We were back on trail by about 10:30, heading ever upwards in our climb to Guitar Lake. The scenery was beautiful as we climbed. I particularly admired the rock formations around us and the last few stands of very hardy trees, somehow managing to survive at such high elevations and in such arid conditions.
We stopped for a short break at Timberline Lake, taking the obligatory Whitney view photos.
Leaving Timberline Lake we were surprised to hear a loud chopper noise. The Chinook helicopter that came into view was even more surprising! It looked like a military chopper and we speculated that it was dropping off an army crew for altitude training.
When we reached Guitar Lake we realized that it was not a simple training exercise. Instead, there were dozens of Search & Rescue personnel, wearing the bright orange shirts that are their trademark. We put two-and-two together, having seen a “missing person” flyer at the junction for Crabtree Meadows. Apparently a hiker had gone missing from his group about 6 days prior.
The Search & Rescue teams had evidently been dropped off by the Chinook chopper and were splitting off to search for the missing hiker.
Our plan for the afternoon was to relax lakeside, have a nap, eat a late lunch, and then head for the peak. We set up our tent on some rocky slabs near the lake to give us a bit of shelter from the sun and the strong breeze.
I spent quite a bit of time that afternoon watching the Search & Rescue teams. I was amazed at how quickly and efficiently they worked their way around the lower slopes of Mount Whitney.
At one point there were also 3 different helicopters working search patterns along the upper slopes of the mountain. It proved to be rather difficult to have a nap.
Partway through the afternoon all of the helicopters suddenly cleared out of the area and the Search & Rescue teams started to converge on one particular location partway up the slope of the mountain. It was an area that was way off trail, above a scree slope and at the base of some challenging rock formations. I can’t imagine how a hiker could possibly have ended up there and unfortunately there was very little chance that he had survived.
As we ate our late lunch, the teams moved off from the slope and the Chinook helicopter came back to start bringing them off the mountain. At one point a small helicopter came in to drop off a couple people who clambered up to the spot where we figured the hiker had been found. I assumed they were a specialized recovery team.
The afternoon felt very bizarre. After 3 weeks of quiet mountain sounds we had been subjected to loud helicopter noises. Plus we were forced to contemplate the risks associated with summiting the awesome peak in front of us.

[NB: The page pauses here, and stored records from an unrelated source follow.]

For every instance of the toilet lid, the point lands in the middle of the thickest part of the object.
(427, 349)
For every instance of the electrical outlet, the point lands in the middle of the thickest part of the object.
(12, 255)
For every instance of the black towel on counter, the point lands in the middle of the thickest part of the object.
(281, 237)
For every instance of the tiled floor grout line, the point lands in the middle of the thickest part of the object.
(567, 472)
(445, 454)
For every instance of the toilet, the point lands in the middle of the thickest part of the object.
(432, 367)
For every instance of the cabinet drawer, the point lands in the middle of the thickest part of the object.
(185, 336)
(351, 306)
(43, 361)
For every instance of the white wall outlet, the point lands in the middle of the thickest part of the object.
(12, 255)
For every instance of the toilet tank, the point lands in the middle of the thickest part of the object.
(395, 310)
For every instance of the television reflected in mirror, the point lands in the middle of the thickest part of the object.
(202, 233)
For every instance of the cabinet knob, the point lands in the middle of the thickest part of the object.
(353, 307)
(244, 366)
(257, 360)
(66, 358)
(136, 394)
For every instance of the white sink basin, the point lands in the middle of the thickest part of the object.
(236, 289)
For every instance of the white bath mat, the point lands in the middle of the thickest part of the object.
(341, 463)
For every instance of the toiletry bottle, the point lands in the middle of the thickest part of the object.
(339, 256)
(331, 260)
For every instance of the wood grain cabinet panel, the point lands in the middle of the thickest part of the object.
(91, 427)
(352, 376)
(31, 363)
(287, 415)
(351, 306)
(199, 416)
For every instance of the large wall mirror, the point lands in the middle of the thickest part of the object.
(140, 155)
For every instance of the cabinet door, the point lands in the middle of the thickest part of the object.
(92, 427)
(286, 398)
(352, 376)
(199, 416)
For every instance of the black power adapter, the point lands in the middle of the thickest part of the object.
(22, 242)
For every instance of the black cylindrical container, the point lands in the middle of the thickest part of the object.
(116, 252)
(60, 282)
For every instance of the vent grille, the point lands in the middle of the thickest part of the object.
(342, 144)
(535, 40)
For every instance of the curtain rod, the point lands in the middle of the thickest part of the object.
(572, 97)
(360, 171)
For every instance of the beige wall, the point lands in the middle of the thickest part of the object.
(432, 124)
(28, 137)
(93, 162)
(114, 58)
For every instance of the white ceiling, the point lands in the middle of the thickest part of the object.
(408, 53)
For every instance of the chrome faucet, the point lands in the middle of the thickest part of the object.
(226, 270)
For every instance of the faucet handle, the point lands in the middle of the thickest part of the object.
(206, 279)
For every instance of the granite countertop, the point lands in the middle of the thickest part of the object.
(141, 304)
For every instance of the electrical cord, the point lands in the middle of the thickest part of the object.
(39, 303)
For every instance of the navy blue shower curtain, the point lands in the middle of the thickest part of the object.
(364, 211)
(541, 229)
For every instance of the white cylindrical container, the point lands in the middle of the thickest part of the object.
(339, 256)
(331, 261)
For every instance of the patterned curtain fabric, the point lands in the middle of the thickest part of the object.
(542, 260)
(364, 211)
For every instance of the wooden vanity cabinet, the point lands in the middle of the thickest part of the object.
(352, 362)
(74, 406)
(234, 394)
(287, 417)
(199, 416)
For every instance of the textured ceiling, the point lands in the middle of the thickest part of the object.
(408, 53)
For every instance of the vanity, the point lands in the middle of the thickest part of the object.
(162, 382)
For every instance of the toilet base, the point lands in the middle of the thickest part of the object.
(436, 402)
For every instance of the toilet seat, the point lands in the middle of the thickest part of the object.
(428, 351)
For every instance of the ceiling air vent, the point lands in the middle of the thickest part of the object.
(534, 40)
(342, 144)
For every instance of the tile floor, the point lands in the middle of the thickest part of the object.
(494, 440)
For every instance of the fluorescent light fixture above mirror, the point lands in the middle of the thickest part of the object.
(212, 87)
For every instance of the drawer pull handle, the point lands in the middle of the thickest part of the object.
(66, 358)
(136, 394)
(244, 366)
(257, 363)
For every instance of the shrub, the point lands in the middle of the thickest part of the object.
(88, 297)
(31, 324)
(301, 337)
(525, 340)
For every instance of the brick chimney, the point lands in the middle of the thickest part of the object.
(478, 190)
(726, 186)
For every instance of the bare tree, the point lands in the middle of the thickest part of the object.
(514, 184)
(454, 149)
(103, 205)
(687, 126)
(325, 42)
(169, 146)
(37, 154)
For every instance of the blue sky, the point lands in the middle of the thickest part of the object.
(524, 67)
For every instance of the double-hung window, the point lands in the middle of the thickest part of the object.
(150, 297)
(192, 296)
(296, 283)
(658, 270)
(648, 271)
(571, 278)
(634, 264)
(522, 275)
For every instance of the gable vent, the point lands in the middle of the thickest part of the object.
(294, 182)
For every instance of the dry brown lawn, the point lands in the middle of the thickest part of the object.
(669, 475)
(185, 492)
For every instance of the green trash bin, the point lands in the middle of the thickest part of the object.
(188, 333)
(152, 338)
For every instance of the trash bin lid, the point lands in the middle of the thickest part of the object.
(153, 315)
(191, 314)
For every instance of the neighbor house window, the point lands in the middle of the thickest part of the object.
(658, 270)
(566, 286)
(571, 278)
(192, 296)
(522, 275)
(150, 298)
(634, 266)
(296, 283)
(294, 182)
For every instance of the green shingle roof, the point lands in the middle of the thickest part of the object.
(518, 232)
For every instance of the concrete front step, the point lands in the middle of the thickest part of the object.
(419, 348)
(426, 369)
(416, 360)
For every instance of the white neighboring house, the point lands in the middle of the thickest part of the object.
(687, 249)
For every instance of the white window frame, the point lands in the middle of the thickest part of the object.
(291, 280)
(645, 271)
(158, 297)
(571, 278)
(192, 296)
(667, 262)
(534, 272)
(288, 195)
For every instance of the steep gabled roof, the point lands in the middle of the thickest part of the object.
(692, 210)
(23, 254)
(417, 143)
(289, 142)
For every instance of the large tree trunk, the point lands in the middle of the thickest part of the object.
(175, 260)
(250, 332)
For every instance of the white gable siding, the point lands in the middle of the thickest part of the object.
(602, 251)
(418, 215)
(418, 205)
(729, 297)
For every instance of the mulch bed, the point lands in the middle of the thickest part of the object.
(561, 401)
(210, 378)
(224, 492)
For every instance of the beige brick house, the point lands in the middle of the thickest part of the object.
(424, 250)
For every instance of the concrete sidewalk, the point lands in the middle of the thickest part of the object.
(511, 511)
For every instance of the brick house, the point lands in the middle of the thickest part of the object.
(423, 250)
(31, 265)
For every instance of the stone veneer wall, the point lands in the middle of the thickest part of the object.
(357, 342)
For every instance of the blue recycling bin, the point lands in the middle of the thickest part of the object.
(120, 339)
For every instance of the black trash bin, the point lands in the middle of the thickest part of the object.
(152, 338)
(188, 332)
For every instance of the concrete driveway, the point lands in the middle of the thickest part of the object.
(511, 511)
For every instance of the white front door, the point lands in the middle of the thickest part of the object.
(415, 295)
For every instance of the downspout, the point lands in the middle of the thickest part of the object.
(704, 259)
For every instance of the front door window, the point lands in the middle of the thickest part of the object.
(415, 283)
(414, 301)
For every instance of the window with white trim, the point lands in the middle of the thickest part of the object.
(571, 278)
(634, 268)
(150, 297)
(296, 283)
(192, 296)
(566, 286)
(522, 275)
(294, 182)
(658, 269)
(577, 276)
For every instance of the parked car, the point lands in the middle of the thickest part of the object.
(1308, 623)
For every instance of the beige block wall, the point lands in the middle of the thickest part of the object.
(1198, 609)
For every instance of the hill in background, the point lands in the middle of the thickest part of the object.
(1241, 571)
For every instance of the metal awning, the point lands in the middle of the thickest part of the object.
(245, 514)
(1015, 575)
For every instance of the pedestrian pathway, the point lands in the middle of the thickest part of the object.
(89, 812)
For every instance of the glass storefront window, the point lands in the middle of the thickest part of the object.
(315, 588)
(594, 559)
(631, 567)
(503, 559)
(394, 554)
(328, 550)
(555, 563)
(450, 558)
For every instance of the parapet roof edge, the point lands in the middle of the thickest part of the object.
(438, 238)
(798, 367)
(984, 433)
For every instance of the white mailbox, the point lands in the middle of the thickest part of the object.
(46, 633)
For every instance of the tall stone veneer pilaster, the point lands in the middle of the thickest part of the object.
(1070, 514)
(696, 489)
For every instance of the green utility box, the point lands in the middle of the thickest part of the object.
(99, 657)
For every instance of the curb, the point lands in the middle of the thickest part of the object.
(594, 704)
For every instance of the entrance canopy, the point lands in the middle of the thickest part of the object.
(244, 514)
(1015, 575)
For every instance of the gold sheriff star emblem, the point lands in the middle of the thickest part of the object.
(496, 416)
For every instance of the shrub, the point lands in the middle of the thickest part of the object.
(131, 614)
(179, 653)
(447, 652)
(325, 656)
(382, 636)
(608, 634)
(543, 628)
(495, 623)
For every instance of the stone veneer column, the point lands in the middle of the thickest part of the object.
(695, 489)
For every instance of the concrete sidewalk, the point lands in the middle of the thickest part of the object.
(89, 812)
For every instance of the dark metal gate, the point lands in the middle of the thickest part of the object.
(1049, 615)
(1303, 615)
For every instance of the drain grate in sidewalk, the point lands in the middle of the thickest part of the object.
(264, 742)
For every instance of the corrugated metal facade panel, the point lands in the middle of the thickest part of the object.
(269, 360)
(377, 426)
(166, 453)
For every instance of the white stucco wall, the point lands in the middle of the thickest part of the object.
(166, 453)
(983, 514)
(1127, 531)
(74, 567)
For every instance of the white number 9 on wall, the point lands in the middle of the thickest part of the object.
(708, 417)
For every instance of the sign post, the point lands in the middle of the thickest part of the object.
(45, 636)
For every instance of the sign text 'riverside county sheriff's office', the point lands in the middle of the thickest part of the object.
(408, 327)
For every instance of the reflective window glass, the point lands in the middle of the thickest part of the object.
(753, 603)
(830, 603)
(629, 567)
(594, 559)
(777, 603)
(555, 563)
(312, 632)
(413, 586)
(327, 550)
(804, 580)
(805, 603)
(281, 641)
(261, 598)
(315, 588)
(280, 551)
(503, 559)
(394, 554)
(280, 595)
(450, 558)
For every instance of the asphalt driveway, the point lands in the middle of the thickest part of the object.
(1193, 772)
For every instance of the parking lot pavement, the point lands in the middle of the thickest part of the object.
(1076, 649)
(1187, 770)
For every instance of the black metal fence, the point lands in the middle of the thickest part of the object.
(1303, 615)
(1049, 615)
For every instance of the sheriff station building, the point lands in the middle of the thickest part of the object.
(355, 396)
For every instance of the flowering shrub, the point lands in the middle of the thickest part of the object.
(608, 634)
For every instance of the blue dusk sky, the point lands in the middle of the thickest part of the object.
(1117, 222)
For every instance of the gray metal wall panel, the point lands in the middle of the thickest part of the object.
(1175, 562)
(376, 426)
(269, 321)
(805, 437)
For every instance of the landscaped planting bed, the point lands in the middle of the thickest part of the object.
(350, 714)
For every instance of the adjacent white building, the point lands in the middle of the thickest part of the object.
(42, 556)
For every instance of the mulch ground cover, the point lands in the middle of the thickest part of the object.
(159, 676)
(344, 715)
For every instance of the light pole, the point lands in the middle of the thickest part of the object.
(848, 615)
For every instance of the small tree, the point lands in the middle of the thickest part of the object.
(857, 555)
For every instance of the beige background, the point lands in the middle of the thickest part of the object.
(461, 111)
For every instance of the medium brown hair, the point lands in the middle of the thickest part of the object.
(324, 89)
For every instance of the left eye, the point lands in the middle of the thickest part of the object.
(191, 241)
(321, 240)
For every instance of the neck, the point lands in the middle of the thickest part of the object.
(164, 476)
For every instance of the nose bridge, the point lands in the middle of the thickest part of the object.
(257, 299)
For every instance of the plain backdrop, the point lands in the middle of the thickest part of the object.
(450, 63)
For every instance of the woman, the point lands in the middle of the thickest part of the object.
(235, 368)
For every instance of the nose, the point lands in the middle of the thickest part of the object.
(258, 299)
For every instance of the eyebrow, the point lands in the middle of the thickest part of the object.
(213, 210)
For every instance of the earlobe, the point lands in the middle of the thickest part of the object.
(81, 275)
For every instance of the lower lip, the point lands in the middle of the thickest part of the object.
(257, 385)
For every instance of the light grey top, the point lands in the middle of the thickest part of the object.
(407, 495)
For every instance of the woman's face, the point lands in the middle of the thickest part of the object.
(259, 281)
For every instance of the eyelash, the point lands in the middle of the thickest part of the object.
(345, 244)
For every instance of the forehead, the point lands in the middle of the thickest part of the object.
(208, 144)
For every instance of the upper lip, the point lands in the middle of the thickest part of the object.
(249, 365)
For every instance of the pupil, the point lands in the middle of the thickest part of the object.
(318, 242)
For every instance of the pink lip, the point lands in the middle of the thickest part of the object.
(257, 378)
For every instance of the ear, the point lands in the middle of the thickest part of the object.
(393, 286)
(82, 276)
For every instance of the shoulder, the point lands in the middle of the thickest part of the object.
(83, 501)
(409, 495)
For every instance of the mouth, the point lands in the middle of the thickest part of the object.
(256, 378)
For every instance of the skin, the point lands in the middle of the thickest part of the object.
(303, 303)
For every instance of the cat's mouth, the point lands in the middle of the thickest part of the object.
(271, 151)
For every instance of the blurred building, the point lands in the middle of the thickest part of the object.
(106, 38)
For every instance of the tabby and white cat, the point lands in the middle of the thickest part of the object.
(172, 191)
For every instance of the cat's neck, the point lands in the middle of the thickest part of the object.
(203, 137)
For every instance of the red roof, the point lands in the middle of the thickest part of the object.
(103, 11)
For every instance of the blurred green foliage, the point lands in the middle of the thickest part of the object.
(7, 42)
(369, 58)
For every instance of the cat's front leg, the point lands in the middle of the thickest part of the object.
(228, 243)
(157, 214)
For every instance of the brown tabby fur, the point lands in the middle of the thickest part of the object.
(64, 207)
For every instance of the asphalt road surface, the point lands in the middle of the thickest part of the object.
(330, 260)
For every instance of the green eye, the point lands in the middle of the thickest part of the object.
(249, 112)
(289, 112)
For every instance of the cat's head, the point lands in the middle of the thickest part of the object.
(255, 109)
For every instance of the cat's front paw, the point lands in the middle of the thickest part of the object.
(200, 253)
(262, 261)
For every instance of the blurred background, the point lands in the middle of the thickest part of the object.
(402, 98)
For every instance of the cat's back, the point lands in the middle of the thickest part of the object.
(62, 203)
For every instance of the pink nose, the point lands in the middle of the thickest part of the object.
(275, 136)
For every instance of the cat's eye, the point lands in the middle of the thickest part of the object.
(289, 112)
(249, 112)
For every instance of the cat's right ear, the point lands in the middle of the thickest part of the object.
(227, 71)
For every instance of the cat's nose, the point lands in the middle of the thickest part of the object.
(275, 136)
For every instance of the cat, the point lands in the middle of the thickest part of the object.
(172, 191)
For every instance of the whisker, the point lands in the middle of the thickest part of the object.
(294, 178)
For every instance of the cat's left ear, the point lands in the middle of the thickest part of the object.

Once back in civilization I took the time to look up the Search & Rescue report. Unfortunately the group as a whole had been somewhat unprepared for their hike and had gotten lost. The hiker in question had then chosen to leave his group and go off on his own to search out the trail. He evidently made some further poor decisions that ultimately led to his death.
All of our adventures hold a certain level of risk, and it’s how you prepare and face such activities that will increase or decrease the risk levels. Dan and I are overall pretty low-risk hikers. We always do a lot of research about the area, we bring a map, a full first-aid kit, extra food and gear, and we communicate and discuss our options as we’re hiking.
No matter how well we prepare, we know that we can never completely eliminate risk. We just hope that when faced by more challenging situations we will have the capability and awareness to make the right decisions.